Высокая – в два человеческих роста – каменная стела с барельефом скорбящей женщины. В нижней части мраморная доска:
«Если вы не нашли могилы ваших близких, то почтите их память здесь». А ещё ниже:
«Души их во благих водворится, и память их из рода и род»
Должно быть цитата из Святого писания. Я не силён в этом.

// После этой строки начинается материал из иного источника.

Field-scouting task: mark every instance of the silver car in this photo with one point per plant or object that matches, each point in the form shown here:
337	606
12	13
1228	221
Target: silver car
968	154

   В киоске около конторки я купил бумажных цветов и положил их к подножию стелы. Букетиков было много, видимо не я один столкнулся с проблемой поиска могил. И тут же успокоил себя: не удивительно, прошло сорок лет. А потом укорил себя: мог бы приехать пораньше... Затем рассердился на тех, кто довёл кладбище до такого состояния.
   За два дня до этого я был в одном из белорусских городков. Там жила моя жена в детстве, и там упокоились её бабушка и дедушка. Обещал посетить их могилы.
В той кладбищенской конторе стоял старенький компьютер, а на стене висела большая карта кладбища. За небольшую плату мне выдали бумажку с точными «адресами» могил. И показали по карте, как лучше всего пройти.
От кладбища я отправился к автовокзалу. Всё, что я хотел увидеть – увидел. Меня тянуло домой.
   Дым отечества источал болотный и гнилостный запах.